深埋老黄土隧道变形规律及初支受力机理

为了解决深埋老黄土隧道初期支护因围岩弱化挤压而破坏的现象,为隧道支护破坏整治提供依据,以阳山隧道出口深埋老黄土段为工程依托,对不同含水率下隧道变形规律进行了统计分析,然后综合采用变形反演、强度折减数值计算和实测支护内力规律对比的方法对初期支护的整体受力状态和受力规律进行了研究,最后通过数值计算对初期支护受力关键部位的破坏过程和破坏机理进行了分析。得到如下结论:(1)深埋老黄土隧道变形规律与围岩含水率相关,在围岩含水率低于老黄土塑限前,隧道的变形量小、稳定速度快、拱顶沉降大于水平收敛,含水率大于塑限后,隧道变形量显著增加、持续时间长、水平收敛大于拱顶沉降;(2)初期支护全环整体处于小偏心受压模式,受力关键部位为拱部,随着围岩的不断弱化,支护小偏心受压模式不变、内力逐渐增加,最大内力由拱腰转移至拱脚处;(3)在小偏心压力作用下支护结构为“压-剪”控制破坏,表现为混凝土表面压碎剥落、内部斜向剪切破坏,锁脚锚管的存在对结构破坏发展方向有引导作用,使得结构由“X”型对称剪切破坏转化为固定方向的斜截面剪切破坏。建议支护破坏整治方案采用可提高结构斜截面抗剪强度的加强措施,或采用限阻耗能型支护来释放围岩压力并减小结构内力。
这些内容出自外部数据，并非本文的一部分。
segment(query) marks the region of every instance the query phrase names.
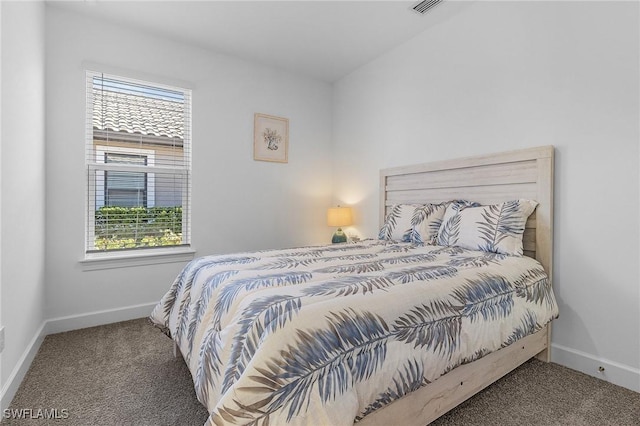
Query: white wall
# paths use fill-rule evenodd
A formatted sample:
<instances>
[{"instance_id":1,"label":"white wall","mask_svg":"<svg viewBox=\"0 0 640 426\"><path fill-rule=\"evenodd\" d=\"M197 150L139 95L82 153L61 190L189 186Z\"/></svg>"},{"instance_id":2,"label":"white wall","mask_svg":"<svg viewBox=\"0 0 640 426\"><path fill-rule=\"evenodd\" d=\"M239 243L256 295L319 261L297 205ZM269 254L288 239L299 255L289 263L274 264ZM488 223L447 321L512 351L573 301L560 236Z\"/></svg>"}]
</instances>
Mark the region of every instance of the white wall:
<instances>
[{"instance_id":1,"label":"white wall","mask_svg":"<svg viewBox=\"0 0 640 426\"><path fill-rule=\"evenodd\" d=\"M0 324L6 340L0 387L5 408L5 395L19 384L22 360L43 322L45 69L44 4L3 2L1 7Z\"/></svg>"},{"instance_id":2,"label":"white wall","mask_svg":"<svg viewBox=\"0 0 640 426\"><path fill-rule=\"evenodd\" d=\"M0 189L2 188L2 2L0 2ZM2 191L0 191L0 230L2 230ZM2 232L0 232L0 327L2 327ZM4 409L2 399L4 380L2 380L2 351L0 351L0 408Z\"/></svg>"},{"instance_id":3,"label":"white wall","mask_svg":"<svg viewBox=\"0 0 640 426\"><path fill-rule=\"evenodd\" d=\"M197 255L326 242L331 86L47 6L47 318L160 299L183 264L83 271L85 65L193 89ZM100 70L98 70L100 71ZM289 163L253 160L253 114L290 120Z\"/></svg>"},{"instance_id":4,"label":"white wall","mask_svg":"<svg viewBox=\"0 0 640 426\"><path fill-rule=\"evenodd\" d=\"M335 193L365 235L380 168L555 145L553 359L636 390L638 6L457 5L337 82L333 110Z\"/></svg>"}]
</instances>

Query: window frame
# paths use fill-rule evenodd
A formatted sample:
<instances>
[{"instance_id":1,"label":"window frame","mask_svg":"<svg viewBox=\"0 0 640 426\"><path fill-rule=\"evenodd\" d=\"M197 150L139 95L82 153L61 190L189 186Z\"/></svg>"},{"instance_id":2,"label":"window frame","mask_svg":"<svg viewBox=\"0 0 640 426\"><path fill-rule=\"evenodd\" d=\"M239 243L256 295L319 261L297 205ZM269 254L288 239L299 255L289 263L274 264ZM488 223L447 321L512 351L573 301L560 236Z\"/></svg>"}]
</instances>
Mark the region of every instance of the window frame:
<instances>
[{"instance_id":1,"label":"window frame","mask_svg":"<svg viewBox=\"0 0 640 426\"><path fill-rule=\"evenodd\" d=\"M178 91L185 97L185 129L183 144L183 166L167 167L159 166L155 162L156 152L153 149L142 149L133 147L107 146L101 141L94 139L94 129L92 126L92 117L94 109L94 93L89 88L95 77L112 78L115 80L130 82L132 84L143 84L149 87ZM84 257L80 260L84 270L108 269L114 267L138 266L147 264L183 262L193 258L195 250L191 247L191 175L192 175L192 156L191 156L191 121L192 121L192 94L191 89L169 86L162 83L151 81L143 81L128 78L122 75L107 74L87 70L85 73L86 104L85 104L85 150L95 150L95 157L90 161L85 154L85 228L84 228ZM106 163L105 154L131 154L144 155L147 157L146 165L129 165L119 163ZM151 168L151 171L148 170ZM102 195L102 205L106 201L106 179L104 173L106 171L124 171L124 172L143 172L146 174L147 184L147 207L155 206L155 171L169 172L183 177L182 188L182 243L173 246L160 247L139 247L124 250L96 250L95 249L95 212L99 208L97 206L97 198ZM98 173L102 173L100 179L101 184L98 185ZM93 196L91 195L93 194ZM91 238L90 238L91 236Z\"/></svg>"}]
</instances>

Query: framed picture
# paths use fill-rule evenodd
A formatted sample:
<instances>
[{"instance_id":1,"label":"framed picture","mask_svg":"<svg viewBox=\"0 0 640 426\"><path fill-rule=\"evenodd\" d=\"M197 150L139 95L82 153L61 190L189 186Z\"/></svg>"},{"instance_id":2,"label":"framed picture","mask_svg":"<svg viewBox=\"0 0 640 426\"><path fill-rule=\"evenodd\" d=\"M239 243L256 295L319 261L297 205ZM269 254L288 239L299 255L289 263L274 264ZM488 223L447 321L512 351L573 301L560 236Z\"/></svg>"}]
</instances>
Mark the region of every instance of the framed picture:
<instances>
[{"instance_id":1,"label":"framed picture","mask_svg":"<svg viewBox=\"0 0 640 426\"><path fill-rule=\"evenodd\" d=\"M253 159L286 163L289 160L289 119L255 114Z\"/></svg>"}]
</instances>

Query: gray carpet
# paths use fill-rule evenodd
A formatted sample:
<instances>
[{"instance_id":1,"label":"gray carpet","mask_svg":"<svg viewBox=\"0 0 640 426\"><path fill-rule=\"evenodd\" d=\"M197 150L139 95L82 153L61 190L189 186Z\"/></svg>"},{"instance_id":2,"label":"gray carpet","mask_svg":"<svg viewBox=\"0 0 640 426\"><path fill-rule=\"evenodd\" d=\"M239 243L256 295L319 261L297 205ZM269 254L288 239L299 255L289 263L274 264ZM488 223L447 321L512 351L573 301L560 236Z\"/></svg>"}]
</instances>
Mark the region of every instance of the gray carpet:
<instances>
[{"instance_id":1,"label":"gray carpet","mask_svg":"<svg viewBox=\"0 0 640 426\"><path fill-rule=\"evenodd\" d=\"M202 425L189 371L146 319L47 336L11 408L68 410L67 419L3 425ZM640 394L536 360L432 423L640 425Z\"/></svg>"}]
</instances>

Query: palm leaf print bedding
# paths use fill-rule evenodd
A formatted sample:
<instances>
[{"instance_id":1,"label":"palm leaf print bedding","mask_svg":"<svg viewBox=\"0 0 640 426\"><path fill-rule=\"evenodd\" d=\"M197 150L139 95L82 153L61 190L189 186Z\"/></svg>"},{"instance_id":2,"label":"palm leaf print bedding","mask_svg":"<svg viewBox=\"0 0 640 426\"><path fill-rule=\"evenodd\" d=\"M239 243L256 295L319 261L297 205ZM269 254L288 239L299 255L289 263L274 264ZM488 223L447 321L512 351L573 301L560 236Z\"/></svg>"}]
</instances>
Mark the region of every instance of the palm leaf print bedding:
<instances>
[{"instance_id":1,"label":"palm leaf print bedding","mask_svg":"<svg viewBox=\"0 0 640 426\"><path fill-rule=\"evenodd\" d=\"M207 424L351 425L557 315L533 259L366 240L193 260L151 320Z\"/></svg>"}]
</instances>

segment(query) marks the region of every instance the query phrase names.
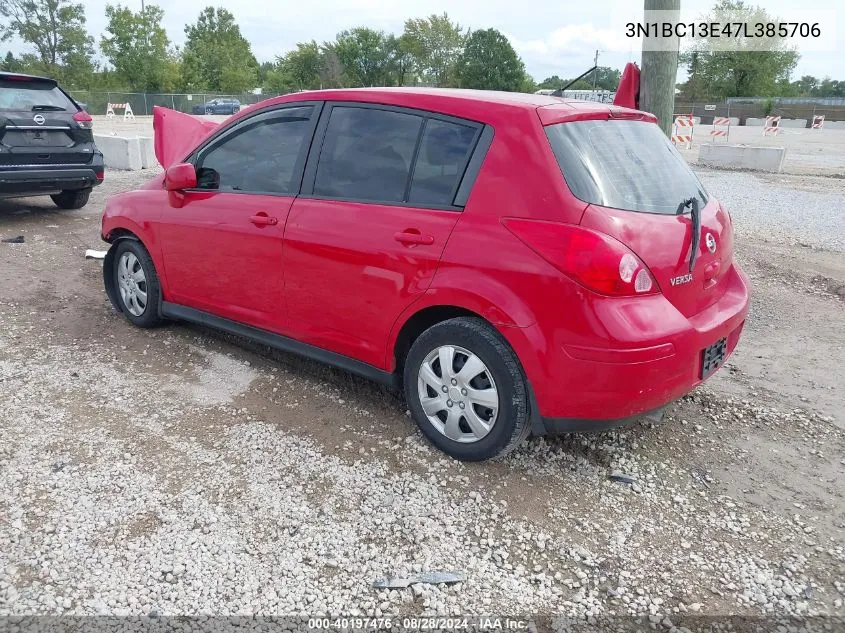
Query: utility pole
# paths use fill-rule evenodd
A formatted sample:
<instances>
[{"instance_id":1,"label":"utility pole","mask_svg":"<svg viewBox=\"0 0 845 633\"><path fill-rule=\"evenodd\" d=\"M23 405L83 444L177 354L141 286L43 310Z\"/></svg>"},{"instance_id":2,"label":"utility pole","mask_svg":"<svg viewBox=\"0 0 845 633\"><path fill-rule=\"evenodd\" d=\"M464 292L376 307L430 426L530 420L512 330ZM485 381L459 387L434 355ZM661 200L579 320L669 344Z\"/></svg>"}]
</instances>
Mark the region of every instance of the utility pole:
<instances>
[{"instance_id":1,"label":"utility pole","mask_svg":"<svg viewBox=\"0 0 845 633\"><path fill-rule=\"evenodd\" d=\"M663 21L677 22L681 15L681 0L644 0L645 11L664 11ZM668 13L672 12L672 13ZM669 17L672 16L672 17ZM651 22L648 13L644 22ZM675 82L678 77L678 48L674 50L646 50L648 38L643 39L643 64L640 71L640 109L657 117L658 125L669 136L675 109ZM677 44L677 43L676 43ZM652 46L653 48L653 46Z\"/></svg>"},{"instance_id":2,"label":"utility pole","mask_svg":"<svg viewBox=\"0 0 845 633\"><path fill-rule=\"evenodd\" d=\"M596 67L596 69L593 71L593 94L595 95L596 82L599 80L599 52L598 52L598 50L596 51L596 56L593 59L593 66ZM595 96L593 98L595 98Z\"/></svg>"}]
</instances>

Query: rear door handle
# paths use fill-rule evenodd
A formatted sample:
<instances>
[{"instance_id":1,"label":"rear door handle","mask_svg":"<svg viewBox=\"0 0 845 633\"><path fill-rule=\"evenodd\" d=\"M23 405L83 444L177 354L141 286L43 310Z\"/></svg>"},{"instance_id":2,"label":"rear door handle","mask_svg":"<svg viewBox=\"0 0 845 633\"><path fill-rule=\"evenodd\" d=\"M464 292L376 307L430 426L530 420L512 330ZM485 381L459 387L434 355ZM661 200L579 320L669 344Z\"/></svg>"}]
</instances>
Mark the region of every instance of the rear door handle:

Deformation Law and Mechanical Mechanism of Deep Buired Old Loess Tunnel

In order to provide countermeasures for the problem of primary support failure caused by the weakening and squeezing of surrounding rock in deep buried old loess section at the exit of Yangshan tunnel, a statistical analysis of the deformation law under different moisture content was made. Then the overall stress state and mechanical laws of the primary support was researched combining the methods of deformation inversion, strength reduction and mechanical laws, and comparison of the measured internal force law. Finally, the failure process and mechanism in numerical calculation of the key part of the primary support were analyzed through numerical simulation. The conclusions are as follows: (1) The deformation law is related to the moisture content of the surrounding rock. When the moisture content is lower than the plastic limit of old loess, the deformation amount of the tunnel is small, the stabilization speed is fast, and the vault settlement is greater than horizontal convergence. After the moisture content goes greater than plastic limit, the deformation amount significantly increases, the duration is long, and the vault settlement is less than horizontal convergence. (2) The whole primary support is in the state of small eccentric compression, and the key part under stress in the support ring is the arch. With the continuous weakening of the surrounding rock, the internal force gradually increases while the small eccentric compression mode is unchanged, and the position of maximum internal force is transferred from the arch waist to foot. (3) The failure is controlled by compression-shear strength under small eccentric compression, which manifests as surficial crushing and peeling off and internal oblique shear failure. The existence of locking foot bolts has a guiding role in the development of failure, which transforms the "X" shape symmetrical shear failure to oblique shear failure with fixed direction. It is suggested that the countermeasures of support failure should be either reinforcement measures (significantly improve the compress and shear strength) or yielding measures (release the rock pressure and reduce the support internal force).